Robust procedural model fitting with a new geometric similarity estimator
Procedural model fitting (PMF) is a generalization of classical model fitting and has numerous applications for computer vision and computer graphics. The task of PMF is to search a geometric model set for the model that is most similar to a set of data points. We propose a strict and robust similarity estimator for PMF to handle imperfect data. The proposed estimator is based on the error from model to data, while most other estimators are based on the error from data to model. We then use the proposed estimator to guide the cuckoo search algorithm to search for the most similar model. To accelerate the search process, we also propose a coarse-to-fine model dividing strategy to early reject dissimilar models.
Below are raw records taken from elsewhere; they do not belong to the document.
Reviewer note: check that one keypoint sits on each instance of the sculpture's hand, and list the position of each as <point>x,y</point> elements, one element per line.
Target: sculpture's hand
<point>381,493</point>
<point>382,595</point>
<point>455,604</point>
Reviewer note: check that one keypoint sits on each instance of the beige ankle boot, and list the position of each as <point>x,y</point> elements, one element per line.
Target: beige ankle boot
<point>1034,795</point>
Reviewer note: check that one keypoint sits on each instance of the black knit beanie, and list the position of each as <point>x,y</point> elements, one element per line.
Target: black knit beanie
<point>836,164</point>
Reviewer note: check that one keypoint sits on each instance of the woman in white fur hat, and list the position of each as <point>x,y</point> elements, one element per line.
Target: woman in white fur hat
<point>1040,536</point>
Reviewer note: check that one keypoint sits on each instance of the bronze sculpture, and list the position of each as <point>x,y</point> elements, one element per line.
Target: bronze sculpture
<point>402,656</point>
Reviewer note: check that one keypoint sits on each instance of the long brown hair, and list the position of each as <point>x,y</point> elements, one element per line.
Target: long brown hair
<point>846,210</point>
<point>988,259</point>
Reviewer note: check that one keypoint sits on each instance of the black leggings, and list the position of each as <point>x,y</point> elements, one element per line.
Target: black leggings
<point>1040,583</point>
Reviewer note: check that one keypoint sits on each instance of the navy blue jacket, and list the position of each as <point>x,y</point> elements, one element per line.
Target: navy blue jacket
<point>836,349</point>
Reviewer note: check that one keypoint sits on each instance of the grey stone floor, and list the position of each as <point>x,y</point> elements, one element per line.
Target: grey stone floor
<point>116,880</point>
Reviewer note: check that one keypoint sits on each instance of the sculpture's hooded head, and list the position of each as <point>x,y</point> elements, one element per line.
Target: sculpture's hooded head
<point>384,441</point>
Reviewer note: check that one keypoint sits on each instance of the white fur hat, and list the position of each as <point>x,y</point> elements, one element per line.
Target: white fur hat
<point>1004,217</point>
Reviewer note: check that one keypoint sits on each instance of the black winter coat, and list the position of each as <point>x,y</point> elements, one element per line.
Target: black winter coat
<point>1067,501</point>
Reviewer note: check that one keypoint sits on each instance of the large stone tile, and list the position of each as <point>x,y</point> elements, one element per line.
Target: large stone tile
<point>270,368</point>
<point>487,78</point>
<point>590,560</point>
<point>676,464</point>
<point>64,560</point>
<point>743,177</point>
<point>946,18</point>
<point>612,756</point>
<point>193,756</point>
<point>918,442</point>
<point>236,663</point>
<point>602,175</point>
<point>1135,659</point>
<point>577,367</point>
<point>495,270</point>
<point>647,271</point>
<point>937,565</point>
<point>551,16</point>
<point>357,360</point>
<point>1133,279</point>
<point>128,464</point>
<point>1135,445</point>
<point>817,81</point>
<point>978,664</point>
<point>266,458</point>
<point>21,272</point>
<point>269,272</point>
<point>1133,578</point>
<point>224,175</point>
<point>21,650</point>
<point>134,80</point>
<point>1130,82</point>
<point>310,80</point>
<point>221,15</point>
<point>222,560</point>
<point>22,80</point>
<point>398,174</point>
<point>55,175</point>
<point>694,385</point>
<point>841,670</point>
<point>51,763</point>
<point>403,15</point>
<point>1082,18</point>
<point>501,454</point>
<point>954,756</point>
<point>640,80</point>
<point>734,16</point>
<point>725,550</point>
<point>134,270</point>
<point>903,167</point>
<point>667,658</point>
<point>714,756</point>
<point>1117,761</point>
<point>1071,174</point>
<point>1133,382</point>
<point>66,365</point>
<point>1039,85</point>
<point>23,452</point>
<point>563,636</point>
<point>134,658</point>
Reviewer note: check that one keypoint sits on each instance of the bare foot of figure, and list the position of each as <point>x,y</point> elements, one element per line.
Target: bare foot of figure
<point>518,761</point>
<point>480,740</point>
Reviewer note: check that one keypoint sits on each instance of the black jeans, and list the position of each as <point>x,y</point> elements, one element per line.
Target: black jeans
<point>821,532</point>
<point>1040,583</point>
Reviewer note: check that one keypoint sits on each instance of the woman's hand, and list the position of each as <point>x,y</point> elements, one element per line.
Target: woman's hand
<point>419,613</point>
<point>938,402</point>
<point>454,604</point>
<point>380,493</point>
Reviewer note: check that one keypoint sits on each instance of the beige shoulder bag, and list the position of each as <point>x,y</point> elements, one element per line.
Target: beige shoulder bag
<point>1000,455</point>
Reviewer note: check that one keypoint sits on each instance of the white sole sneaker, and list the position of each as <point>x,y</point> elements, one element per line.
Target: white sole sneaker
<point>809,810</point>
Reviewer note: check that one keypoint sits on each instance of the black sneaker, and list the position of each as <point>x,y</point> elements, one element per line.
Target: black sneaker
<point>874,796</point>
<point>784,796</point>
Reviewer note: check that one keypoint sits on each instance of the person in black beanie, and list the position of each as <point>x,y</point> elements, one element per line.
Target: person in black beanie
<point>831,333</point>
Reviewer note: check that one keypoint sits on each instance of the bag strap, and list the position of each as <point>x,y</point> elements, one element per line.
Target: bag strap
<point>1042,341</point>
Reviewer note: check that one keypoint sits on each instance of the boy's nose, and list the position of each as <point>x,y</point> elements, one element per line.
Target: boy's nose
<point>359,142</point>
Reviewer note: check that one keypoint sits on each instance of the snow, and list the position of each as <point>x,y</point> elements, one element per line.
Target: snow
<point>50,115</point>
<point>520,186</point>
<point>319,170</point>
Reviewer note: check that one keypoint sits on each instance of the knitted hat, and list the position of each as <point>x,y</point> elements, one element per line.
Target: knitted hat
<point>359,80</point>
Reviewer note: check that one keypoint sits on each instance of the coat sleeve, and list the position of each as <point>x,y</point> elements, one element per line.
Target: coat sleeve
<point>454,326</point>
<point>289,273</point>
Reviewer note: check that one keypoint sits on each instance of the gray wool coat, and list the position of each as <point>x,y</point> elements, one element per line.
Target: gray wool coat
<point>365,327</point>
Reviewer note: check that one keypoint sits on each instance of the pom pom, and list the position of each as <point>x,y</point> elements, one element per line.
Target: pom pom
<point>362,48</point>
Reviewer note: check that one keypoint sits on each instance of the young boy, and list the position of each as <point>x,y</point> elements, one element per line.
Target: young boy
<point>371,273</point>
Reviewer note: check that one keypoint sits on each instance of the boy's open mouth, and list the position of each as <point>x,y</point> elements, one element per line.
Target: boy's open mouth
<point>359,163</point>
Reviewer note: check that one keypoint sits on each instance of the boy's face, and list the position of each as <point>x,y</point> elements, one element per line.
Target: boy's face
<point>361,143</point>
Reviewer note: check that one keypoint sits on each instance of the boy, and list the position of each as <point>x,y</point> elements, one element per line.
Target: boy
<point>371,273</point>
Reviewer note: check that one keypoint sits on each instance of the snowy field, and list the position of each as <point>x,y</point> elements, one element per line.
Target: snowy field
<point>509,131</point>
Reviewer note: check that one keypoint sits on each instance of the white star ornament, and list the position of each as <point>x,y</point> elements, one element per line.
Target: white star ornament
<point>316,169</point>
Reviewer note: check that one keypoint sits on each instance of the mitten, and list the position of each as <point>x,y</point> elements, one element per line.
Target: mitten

In this paper, the proposed PMF method is applied to fit building models on laser scanning data. It is also applied to fit character models on eighteen variants of imperfect MNIST data to achieve few-shot pattern recognition. In the 5-shot recognition, our method outperforms the state-of-the-art method on thirteen variants of the imperfect data. In particular, for one of the data corrupted by grid lines, our method obtains a high accuracy of 65%, whereas the state-of-the-art method only obtains an accuracy of 30%.
Publication Source (Journal or Book title)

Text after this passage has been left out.